It’s now been confirmed that Iran’s retaliatory strike on Qatar has severely disabled a major gas facility, likely meaning a global supply crunch that could be with us for several years.
Concern across the markets this morning has noticably shifted from near-term worries (Summer-26) to mid/long-term impacts (Winter-26 and beyond).
It’s increasingly difficult not to think that the escalating impacts of war on Iran is playing into Trump’s hands – the US as a net-exporter of oil/gas stands to be the main beneficiary if the Persian Gulf production is hamstrung.
The wars in Ukraine and now Iran, have shifted the weighting of the global LNG market – the U.S. was the highest LNG exporter in 2025, and Trump has made no secret of his willingness to expand production and exports going forward.
The US accounts for around 60% of Europe’s LNG imports, while Qatari LNG exports historically supply Asian countries.
Qatar Energy have announced that 17% of its LNG capacity has been wiped out for 3 to 5 years following Israel’s allegedly unsanctioned attacks – this equates to a 4% global LNG supply shortfall this year.
This coupled with the Strait of Hormuz remaining shut, and the impending maintenance season of the Norwegian pipeline/fields, leaves Europe/the UK with a serious problem – not just in the short-term, but for the foreseeable future.
Inevitably, competition for cargoes in the coming months will be fierce with the heating season coming to an end and all eyes on storage replenishment – Europe will be fighting over US imports with South Korea and China.

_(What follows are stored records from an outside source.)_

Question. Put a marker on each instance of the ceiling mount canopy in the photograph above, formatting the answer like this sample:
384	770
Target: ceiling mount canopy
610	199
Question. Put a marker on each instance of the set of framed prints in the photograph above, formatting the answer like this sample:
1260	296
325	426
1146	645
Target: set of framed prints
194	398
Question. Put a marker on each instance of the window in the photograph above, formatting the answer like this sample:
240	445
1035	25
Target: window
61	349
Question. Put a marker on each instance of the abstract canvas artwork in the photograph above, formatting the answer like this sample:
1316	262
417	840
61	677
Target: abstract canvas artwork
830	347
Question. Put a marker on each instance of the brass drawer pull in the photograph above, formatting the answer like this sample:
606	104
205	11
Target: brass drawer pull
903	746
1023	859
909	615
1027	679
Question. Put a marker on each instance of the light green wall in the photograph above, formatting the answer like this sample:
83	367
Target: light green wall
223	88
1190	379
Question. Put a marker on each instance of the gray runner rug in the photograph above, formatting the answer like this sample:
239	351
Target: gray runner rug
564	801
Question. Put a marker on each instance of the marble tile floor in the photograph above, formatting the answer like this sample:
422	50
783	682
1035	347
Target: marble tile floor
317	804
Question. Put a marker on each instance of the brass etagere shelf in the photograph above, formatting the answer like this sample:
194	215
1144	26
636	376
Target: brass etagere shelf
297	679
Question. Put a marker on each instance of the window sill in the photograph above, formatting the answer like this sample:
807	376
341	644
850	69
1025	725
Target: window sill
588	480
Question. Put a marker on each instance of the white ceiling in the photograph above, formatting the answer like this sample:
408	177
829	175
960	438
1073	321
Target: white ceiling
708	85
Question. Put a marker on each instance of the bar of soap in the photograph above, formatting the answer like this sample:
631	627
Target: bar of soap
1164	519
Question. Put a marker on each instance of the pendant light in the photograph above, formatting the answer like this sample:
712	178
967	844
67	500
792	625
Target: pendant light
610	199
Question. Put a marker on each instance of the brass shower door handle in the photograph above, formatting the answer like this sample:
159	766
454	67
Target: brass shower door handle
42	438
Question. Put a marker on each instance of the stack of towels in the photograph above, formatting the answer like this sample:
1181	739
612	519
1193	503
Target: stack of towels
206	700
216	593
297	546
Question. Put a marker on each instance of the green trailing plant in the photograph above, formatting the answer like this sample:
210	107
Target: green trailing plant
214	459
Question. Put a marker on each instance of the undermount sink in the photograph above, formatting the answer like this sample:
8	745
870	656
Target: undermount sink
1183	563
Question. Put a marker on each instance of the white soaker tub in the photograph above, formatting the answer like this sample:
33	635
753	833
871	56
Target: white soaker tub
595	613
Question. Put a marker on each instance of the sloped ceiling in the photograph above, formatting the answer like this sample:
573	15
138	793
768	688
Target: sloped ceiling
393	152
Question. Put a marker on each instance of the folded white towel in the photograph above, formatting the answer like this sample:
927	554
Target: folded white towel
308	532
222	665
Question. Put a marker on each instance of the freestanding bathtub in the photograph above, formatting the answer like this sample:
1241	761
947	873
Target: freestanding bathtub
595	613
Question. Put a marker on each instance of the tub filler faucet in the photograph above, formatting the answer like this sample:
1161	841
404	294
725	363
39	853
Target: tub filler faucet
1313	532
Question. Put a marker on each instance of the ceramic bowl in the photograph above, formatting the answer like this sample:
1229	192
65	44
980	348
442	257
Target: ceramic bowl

Impotent EU leaders can only voice growing concern over the deteriorating economic outlook with the EU looking down the barrel of a recession, and are calling for a temporary halt to strikes on energy infrastructure.
According to the ECB, an extended disruption could push euro‑area inflation to 6.3% , with gas prices climbing to their highest levels since the Ukriane invasion.
Meanwhile, the US has outlined moves to boost oil and LNG exports – and so, perhaps, Trump’s motives for enflaming the Middle East are becoming clearer.
It’s also worth noting that investment funds have increased their net long positions in TTF (benchmark European gas) over the last couple of weeks by more than 600%, further supporting the upward momentum of forward prices.
Not surprisingly, the shape of the whole curve is now shifting – not just the near-term, but the mid-term has also lifted.
The chart below shows just how badly Trump’s war has impacted prices since mid-Dec ’25 (when it looked as though Europe/the UK would be enjoying a soft-landing beginning Summer-26, with a glut of LNG on the horizon).
Monthly Day-Ahead averages for the month are slightly up – currently at 127p/therm (or 4.35p/kwh).
ELECTRICITY & CARBON
The chart below again shows Seasonal Forwards at yesterday’s close versus 3-months ago – notably, electricity Forwards have (to date) been less severely impacted than gas prices.
On the Carbon side of things, Dec-26 UKA delivery remains uncoupled from gas volatility with prices touching levels that are 41% below those printed in mid-Jan amid fears that Trump’s war on Iran is slowing global economies (and, in so doing, Industrial outputs).
At the time of writing, UKA mid-price Dec ’26 delivery is at £36.52/tn (and the spot is at early-35s).
Monthly Day-Ahead averages for the month so far are mirroring near-term gas prices – currently at £105/mwh (or 10.5 p/kwh).